There are plenty of guides about how to upload files to AWS S3 but pretty much none of them covers the handling of large files. What happens if the file you are trying to upload has a size of about 1GB? Well, the chances are that the upload will fail more often than succeed. It is because the standard upload method is made to handle files typically less than 100MB in size. Then what to do when file sizes are too big to handle? I faced the same problem last week when working on my project using NodeJS. The short answer is to use multipart upload.
Before I discuss more in-depth about the topic, I would assume that you know how to set up your AWS credentials in NodeJS and if not this guide might help set you up.
Multipart Upload to the Rescue!
In this approach, we first have to initiate a request to AWS S3 using our credentials along with the bucket we want to upload to and the key of the object. If the request is successful it will provide an upload-ID with the response. This upload-ID will be used to upload the data/object as well as finishing or aborting the upload process. And as the name suggests, we have to divide the large object into smaller objects before uploading it and we have to keep track of the parts too.
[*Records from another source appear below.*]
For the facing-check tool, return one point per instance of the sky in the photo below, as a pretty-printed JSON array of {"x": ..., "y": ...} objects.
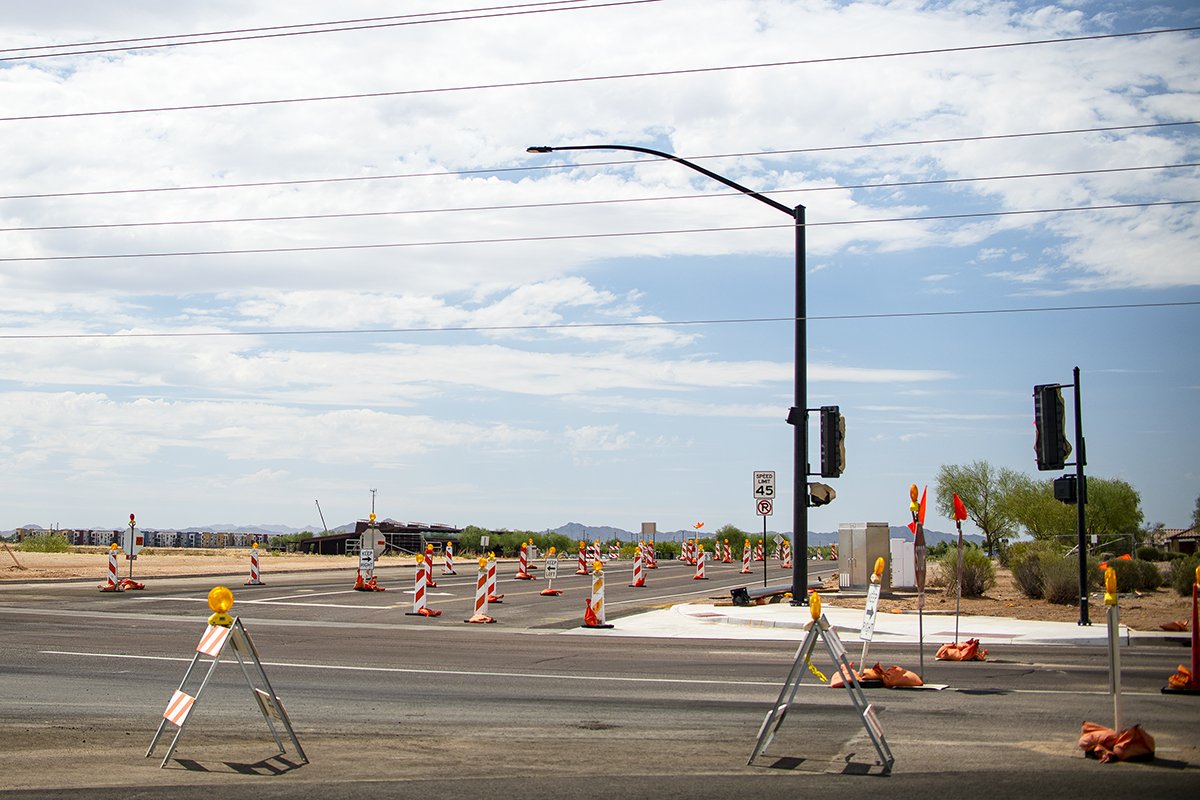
[{"x": 315, "y": 262}]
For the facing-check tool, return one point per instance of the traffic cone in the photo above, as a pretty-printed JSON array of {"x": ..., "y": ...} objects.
[
  {"x": 253, "y": 566},
  {"x": 112, "y": 583},
  {"x": 480, "y": 615},
  {"x": 593, "y": 615}
]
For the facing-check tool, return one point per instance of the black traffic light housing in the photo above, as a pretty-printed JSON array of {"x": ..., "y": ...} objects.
[
  {"x": 833, "y": 441},
  {"x": 1050, "y": 445}
]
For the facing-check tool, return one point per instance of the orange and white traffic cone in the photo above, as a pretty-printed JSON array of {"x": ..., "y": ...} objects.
[
  {"x": 492, "y": 597},
  {"x": 480, "y": 614},
  {"x": 639, "y": 575},
  {"x": 112, "y": 583},
  {"x": 255, "y": 581},
  {"x": 593, "y": 615},
  {"x": 523, "y": 565},
  {"x": 429, "y": 566},
  {"x": 700, "y": 564},
  {"x": 419, "y": 601}
]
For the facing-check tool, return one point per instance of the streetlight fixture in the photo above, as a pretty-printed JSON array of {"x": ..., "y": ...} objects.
[{"x": 798, "y": 415}]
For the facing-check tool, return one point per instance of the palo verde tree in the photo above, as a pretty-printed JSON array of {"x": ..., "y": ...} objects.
[{"x": 982, "y": 488}]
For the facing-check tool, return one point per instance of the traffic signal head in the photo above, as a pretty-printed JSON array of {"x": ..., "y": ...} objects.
[
  {"x": 833, "y": 441},
  {"x": 821, "y": 494},
  {"x": 1050, "y": 445}
]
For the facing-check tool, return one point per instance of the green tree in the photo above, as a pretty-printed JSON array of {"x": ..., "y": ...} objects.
[
  {"x": 1113, "y": 510},
  {"x": 983, "y": 489}
]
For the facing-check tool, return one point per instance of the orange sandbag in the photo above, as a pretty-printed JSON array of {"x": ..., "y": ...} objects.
[
  {"x": 897, "y": 675},
  {"x": 966, "y": 650},
  {"x": 1108, "y": 745},
  {"x": 1181, "y": 679}
]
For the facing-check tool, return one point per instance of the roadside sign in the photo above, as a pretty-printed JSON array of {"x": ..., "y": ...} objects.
[
  {"x": 873, "y": 605},
  {"x": 765, "y": 486}
]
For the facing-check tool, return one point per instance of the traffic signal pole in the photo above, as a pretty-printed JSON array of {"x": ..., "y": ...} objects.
[{"x": 1080, "y": 501}]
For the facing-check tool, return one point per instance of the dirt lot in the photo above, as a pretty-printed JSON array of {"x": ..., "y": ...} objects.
[{"x": 1140, "y": 612}]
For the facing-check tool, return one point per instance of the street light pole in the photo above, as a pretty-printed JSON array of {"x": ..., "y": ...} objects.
[{"x": 798, "y": 415}]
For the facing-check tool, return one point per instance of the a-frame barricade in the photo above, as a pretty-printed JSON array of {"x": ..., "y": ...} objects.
[
  {"x": 215, "y": 642},
  {"x": 821, "y": 629}
]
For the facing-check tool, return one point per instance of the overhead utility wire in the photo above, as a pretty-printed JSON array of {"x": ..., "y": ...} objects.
[
  {"x": 516, "y": 206},
  {"x": 443, "y": 17},
  {"x": 495, "y": 170},
  {"x": 550, "y": 82},
  {"x": 322, "y": 248},
  {"x": 277, "y": 28},
  {"x": 558, "y": 326}
]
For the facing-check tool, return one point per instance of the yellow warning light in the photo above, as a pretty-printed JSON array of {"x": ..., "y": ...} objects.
[
  {"x": 1110, "y": 587},
  {"x": 221, "y": 601}
]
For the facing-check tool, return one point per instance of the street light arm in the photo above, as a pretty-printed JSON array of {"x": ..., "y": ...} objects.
[{"x": 700, "y": 169}]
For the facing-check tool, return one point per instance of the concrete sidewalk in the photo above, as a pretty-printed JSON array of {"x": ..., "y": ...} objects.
[{"x": 783, "y": 621}]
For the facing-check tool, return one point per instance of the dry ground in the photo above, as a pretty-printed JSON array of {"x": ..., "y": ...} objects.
[{"x": 1140, "y": 612}]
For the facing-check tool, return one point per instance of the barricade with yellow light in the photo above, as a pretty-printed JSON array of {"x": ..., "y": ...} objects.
[
  {"x": 594, "y": 612},
  {"x": 226, "y": 632},
  {"x": 821, "y": 629},
  {"x": 1115, "y": 744}
]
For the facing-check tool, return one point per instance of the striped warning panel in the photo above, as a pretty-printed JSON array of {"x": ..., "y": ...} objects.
[
  {"x": 213, "y": 641},
  {"x": 177, "y": 710}
]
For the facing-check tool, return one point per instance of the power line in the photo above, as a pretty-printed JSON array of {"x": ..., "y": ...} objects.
[
  {"x": 496, "y": 170},
  {"x": 559, "y": 326},
  {"x": 322, "y": 248},
  {"x": 475, "y": 209},
  {"x": 443, "y": 17},
  {"x": 549, "y": 82}
]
Let’s get our hands dirty!
Initiate the upload process.
To start a multipart upload we need to request an upload process that will return a UploadId. To create a process we need to call the createMultipartUpload method on the s3 object. This method takes two parameters — upload params and a callback function. The upload params support all the properties of the params used in the standard upload method like Bucket, Key, Content-Length and so on.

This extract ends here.